GRANT: He started moving to our right. He’d go in and out of view for both Daniel and I. And then he was out of view behind a large log.
GRANT: I talked earlier about periscoping and mountain country. And here’s another good example.
GRANT: We watched this tom for 50 minutes, relatively close range, periscope and no shot.
UNKNOWN: (Whispering) You can see him right there.
GRANT: Even though we didn’t bring back fresh turkey for lunch, it was still a great and exciting hunt. I learned a bit more and I’m ready to go out again soon.
GRANT: Probably let that tom rest for a day or two.
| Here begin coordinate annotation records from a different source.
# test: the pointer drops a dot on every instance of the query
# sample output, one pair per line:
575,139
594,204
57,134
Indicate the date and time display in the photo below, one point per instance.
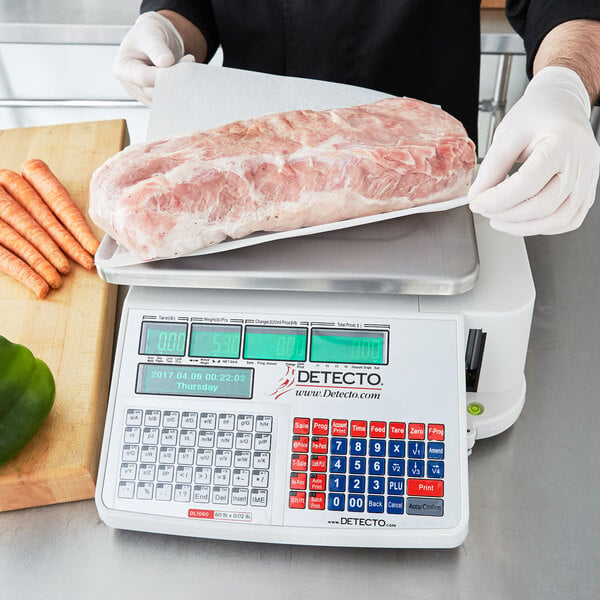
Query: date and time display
250,342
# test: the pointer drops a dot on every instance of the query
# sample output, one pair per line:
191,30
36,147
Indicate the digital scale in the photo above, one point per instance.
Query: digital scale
316,390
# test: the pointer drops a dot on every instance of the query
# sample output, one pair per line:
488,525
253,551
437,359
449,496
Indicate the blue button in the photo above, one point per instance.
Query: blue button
358,447
337,483
435,469
416,468
375,504
356,484
395,486
396,467
376,485
396,449
376,448
377,466
339,445
335,502
338,464
396,506
416,450
435,450
356,503
358,465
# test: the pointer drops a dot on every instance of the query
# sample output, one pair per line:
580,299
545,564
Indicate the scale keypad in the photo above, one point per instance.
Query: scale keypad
204,458
364,466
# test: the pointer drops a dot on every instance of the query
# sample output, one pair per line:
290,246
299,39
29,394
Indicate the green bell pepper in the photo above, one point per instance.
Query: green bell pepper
27,393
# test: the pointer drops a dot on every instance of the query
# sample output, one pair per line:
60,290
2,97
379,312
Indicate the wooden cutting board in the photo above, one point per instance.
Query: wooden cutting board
71,330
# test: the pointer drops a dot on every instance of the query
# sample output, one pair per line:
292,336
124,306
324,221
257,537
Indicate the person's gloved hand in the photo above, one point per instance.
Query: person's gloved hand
548,130
152,43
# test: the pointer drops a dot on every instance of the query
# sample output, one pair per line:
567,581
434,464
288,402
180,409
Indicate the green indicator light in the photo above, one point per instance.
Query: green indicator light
475,409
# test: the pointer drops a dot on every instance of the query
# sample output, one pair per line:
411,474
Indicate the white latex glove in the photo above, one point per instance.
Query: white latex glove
548,130
152,43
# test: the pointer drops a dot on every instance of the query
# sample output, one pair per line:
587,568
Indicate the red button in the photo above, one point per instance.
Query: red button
317,482
316,501
377,428
318,463
339,427
299,462
301,426
319,445
320,426
300,443
358,429
416,431
297,499
298,481
435,432
397,431
425,487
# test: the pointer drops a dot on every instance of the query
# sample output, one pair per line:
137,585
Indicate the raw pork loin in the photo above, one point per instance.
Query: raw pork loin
279,172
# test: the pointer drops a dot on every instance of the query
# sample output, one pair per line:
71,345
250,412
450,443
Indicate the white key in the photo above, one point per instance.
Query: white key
239,496
149,454
130,453
245,423
243,441
183,493
189,420
226,422
262,441
164,491
260,478
128,471
165,473
185,456
223,458
167,455
264,424
261,460
183,475
208,420
201,494
152,418
132,435
202,475
204,458
241,477
126,489
168,437
133,416
144,491
221,476
187,437
241,459
220,495
147,472
170,418
150,435
225,439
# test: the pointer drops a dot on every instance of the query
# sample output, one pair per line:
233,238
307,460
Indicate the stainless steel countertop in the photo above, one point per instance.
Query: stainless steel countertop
106,22
534,496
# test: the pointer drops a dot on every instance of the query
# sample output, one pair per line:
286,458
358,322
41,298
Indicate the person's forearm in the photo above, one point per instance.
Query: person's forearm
576,45
194,41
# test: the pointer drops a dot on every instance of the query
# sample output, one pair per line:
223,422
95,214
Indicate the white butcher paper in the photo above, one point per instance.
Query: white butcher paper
192,97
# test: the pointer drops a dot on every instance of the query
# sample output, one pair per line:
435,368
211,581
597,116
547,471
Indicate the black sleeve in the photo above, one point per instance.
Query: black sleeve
533,19
199,12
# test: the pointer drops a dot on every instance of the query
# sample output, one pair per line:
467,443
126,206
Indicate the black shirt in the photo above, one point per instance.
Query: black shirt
426,50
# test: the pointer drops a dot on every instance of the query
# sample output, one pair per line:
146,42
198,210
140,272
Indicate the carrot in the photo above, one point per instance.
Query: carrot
17,244
21,221
54,194
29,199
21,271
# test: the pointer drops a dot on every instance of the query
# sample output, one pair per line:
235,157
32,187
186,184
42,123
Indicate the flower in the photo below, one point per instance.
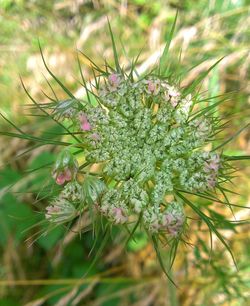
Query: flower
60,211
119,215
153,87
65,168
114,81
85,125
213,164
64,176
173,95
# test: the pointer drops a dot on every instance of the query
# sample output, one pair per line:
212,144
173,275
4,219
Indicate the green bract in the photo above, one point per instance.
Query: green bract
146,144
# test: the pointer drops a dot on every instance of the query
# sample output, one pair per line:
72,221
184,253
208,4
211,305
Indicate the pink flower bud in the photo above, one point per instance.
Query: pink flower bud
114,80
119,215
85,125
153,87
64,176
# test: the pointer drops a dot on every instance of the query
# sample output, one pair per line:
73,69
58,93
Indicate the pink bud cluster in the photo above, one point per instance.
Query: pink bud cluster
84,122
211,168
63,176
114,81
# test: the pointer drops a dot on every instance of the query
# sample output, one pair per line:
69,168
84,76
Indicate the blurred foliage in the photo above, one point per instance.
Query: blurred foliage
50,271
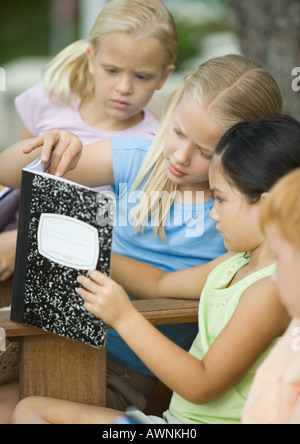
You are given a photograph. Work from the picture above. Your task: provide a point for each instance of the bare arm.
(144, 281)
(93, 163)
(258, 320)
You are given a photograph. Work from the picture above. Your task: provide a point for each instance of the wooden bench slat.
(57, 367)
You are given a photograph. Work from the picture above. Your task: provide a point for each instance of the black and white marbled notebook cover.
(44, 293)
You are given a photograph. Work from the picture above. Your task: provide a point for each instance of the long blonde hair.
(231, 89)
(67, 76)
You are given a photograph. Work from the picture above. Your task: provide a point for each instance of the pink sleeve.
(28, 105)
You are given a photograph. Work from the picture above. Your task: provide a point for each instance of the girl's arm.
(93, 163)
(144, 281)
(258, 320)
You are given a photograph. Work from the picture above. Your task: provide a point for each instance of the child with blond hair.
(173, 233)
(240, 314)
(100, 87)
(275, 394)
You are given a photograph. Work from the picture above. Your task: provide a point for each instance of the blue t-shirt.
(191, 240)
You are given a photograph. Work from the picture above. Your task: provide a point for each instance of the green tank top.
(217, 304)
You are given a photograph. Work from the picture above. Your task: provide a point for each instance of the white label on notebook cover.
(68, 241)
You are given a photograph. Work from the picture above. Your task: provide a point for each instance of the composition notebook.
(65, 229)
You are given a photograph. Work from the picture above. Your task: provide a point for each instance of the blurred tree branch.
(269, 32)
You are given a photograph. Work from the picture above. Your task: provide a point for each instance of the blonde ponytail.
(231, 89)
(67, 76)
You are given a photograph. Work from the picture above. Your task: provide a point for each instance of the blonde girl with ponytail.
(100, 87)
(177, 232)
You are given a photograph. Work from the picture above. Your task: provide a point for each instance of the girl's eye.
(205, 155)
(178, 132)
(111, 70)
(142, 77)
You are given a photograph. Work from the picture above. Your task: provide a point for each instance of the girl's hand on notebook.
(62, 147)
(105, 298)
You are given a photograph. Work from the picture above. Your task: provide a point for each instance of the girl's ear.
(165, 76)
(90, 52)
(263, 198)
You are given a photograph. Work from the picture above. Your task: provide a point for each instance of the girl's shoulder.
(130, 143)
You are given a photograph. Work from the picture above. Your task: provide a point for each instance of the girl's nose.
(182, 155)
(124, 85)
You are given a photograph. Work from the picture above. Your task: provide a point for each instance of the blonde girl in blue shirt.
(240, 312)
(222, 92)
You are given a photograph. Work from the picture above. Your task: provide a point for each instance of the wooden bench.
(56, 367)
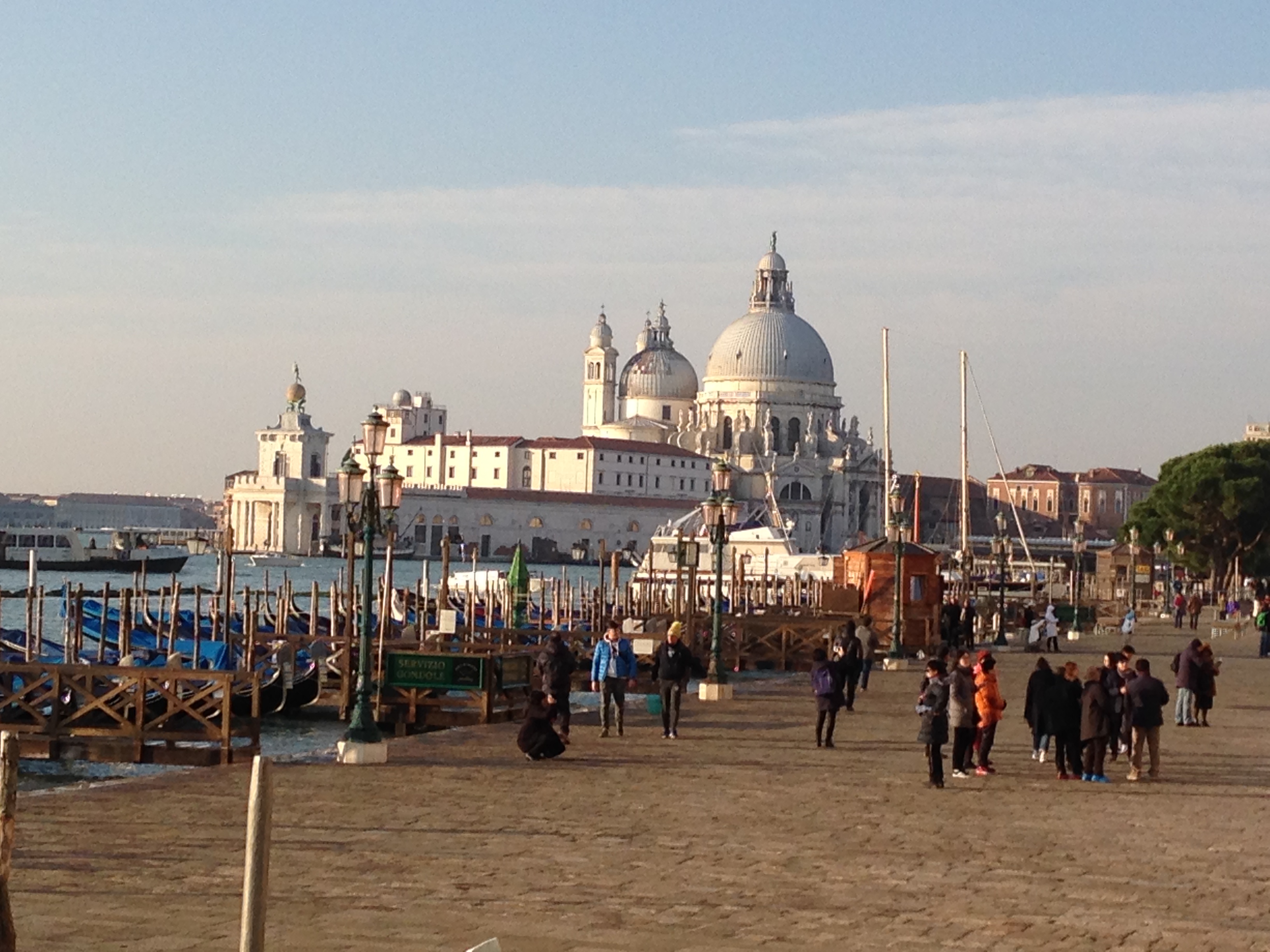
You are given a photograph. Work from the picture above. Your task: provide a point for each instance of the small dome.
(661, 374)
(602, 336)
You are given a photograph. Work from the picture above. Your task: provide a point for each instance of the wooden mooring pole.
(256, 869)
(8, 828)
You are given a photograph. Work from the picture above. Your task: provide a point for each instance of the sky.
(441, 197)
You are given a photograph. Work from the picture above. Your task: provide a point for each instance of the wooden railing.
(139, 715)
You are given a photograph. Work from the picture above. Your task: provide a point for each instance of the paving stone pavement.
(740, 836)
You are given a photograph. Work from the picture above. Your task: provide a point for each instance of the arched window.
(795, 492)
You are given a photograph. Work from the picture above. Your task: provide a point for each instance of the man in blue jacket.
(612, 671)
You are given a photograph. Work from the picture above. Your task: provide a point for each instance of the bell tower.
(600, 379)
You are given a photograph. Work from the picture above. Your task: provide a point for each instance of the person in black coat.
(934, 709)
(827, 682)
(1040, 681)
(538, 739)
(1062, 715)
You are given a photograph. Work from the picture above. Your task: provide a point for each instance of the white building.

But you can bet one of us will be back on the 50 Acre Ridge before season is over.
GRANT: If you enjoy the tips and techniques we share at GrowingDeer, please subscribe to the GrowingDeer newsletter.
GRANT: A longtime friend and one of the producers of GrowingDeer, Blake, lives in Wisconsin and he was sending me pictures of snow while we were out turkey hunting. And here, the redbuds and even some dogwoods are in bloom.
GRANT: No matter where you are, get outside and enjoy Creation. But, most importantly, take time every day to slow down and listen to what the Creator is saying to you.
GRANT: Thanks for watching GrowingDeer.